5 Top Tips to Think About When Selecting a Colocation Data Centre

Your choice of a data centre can make or break the organisation’s activities. Of course, selecting a colocation data centre requires factoring several aspects if you must conclude superbly.

Sincerely, selecting a suitable data centre is not easy; you must compare the services thoroughly to determine what is either available or lacking. Nonetheless, you can eliminate the stress of comparison by contracting one of the best colocation data centres in the UK.

Following the growing demand for colocation data centres, more providers are flocking into the industry. Moreover, the data centre providers operate differently, which means selecting a suitable colocation data centre becomes even more challenging. How do you tell an appropriate data centre for your business? Below are the tips to think about when selecting a colocation data centre:

Level of Security

A data centre houses all the applications and your enterprise data; a data breach would affect the business and is expensive to fix.

Robust security systems are vital to data centres, and it is advisable to consider the security equipment of a data centre. Data centres can provide 24/7 SIA qualified security, automatic fire suppression systems, private VLANs for network traffic, and physical and biometric security.

Before you select your data centre, find out whether the provider uses technology and software to protect your assets. Make sure that your centre provides proper surveillance, locks, and security personnel if necessary. Moreover, the security features of your colocation data centre must not limit your service scalability.

Capacity Adjustment

Data centres limit the capacity a company selects, except you upgrade infrastructure. Meanwhile, you can determine the robustness of the network by factoring in variables such as speed and network reliability. Of course, what plays a huge role here is the choice of your data processing technique, and you should carefully choose between ETL vs ELT because it can be a game-changer when it comes to your data processing efficiency.

Before you select a colocation data centre, check whether you can upgrade it to accommodate your business requirements in the future. For instance, if you are choosing a data centre that supports fibre optic cabling, make sure it features the power and space for future requirements. Figure out how much energy and space you might need for your business in the future.

Moreover, you can invest in server colocation to have more control over the total capacity, which requires using a local shared facility. While you rent the space, the data centre operator manages the cooling, power, and security systems.

Connectivity

Before you choose your data centre, think about the level of connectivity. If your business, for instance, is focused on content delivery, you need a colocation data centre with a Tier-1 provider.

Also, it is advisable to connect to at least two carriers, and it can be more if you expect bursts like what you experience during DDoS attacks.

You should also consider the public peering options provided in the facility. Typically, a decent peering would improve performance and mitigate transit cost, while wrong peering does the opposite.

Location

Location is a critical factor to consider when choosing your colocation data centre. Again, if your organisation is concerned about content delivery, you need a data centre with optimal deployment geolocation for speed.

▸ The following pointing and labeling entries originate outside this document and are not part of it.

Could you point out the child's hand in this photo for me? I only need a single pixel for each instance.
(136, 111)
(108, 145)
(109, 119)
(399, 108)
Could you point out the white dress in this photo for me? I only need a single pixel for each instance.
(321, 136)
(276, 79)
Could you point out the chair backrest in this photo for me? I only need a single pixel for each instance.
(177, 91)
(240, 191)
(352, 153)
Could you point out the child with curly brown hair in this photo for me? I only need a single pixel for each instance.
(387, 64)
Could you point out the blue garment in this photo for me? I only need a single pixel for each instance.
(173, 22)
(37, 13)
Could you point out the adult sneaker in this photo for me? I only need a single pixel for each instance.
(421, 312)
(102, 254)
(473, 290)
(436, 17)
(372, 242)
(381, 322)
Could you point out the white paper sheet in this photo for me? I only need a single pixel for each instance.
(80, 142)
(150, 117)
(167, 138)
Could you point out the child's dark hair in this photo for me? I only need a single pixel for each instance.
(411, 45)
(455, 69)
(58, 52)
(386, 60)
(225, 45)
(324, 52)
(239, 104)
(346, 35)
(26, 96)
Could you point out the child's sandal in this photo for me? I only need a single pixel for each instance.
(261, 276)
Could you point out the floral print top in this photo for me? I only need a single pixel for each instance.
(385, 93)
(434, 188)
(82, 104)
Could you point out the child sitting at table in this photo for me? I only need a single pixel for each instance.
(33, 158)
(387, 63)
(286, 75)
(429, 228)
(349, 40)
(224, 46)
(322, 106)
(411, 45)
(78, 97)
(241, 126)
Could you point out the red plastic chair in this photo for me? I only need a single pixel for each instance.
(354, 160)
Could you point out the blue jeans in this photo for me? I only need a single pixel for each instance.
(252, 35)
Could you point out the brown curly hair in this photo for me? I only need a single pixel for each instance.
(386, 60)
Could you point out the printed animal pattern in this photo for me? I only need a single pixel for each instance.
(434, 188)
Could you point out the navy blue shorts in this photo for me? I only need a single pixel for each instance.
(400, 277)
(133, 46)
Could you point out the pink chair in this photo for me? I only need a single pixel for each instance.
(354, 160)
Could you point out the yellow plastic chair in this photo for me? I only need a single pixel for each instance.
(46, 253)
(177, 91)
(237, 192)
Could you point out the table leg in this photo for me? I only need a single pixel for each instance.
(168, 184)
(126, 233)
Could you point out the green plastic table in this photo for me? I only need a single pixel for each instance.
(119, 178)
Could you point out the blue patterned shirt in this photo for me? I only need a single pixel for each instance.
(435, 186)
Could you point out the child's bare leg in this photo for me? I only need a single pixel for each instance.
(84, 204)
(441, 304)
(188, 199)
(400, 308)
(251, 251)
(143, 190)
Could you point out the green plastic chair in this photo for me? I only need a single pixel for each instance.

Assuming you have multiple options across several continents, make sure to observe the traffic patterns for regions with high demands. Your choice of data centre colocation should offer enough coverage for the location.

To observe your traffic, you may use a home-brewed solution tool. It sends DNS requests to DNS servers accessible to the public, and each returns a response to the closest Incapsula PoP. The PoP helps to optimise coverage in the high-demand region while offloading the data centre facility.

Support

Customer support is important to fix emergency issues, and your choice of the data centre should guarantee 24/7 support. When a problem arises, your tech team may be unable to fix it, which requires your provider’s support. If the problem persists without a solution, it affects the business and competitors gain from it.

Before you contract the data centre provider, research the response time too. If a provider responds days after you complain, such services are not suitable for your business. Another aspect is the support team’s professionalism; an unknowledgeable support team either delays or fails to solve a problem.

Moreover, customer support should follow trends; there must be options for live chat, email messaging, SMS, and phone. Lastly, find out whether the colocation data centre services provide simplified resources for self-service.

Final Thoughts

While selecting a data centre, keep in mind that your business deserves excellent services because the data centre value increases yearly. A report from Research and Markets, for instance, valued data centre colocation at $31.39 (£23.14) billion in 2019 and expects it to reach $58.28 (£42.98) billion by 2025.

Although you may not find a perfect data centre, the tips in this article would help to select the best suitable colocation data centre. Be concerned about your data centre because an unsuitable data centre results in limited scaling, security breaches, poor internet service, and drop-off in competition.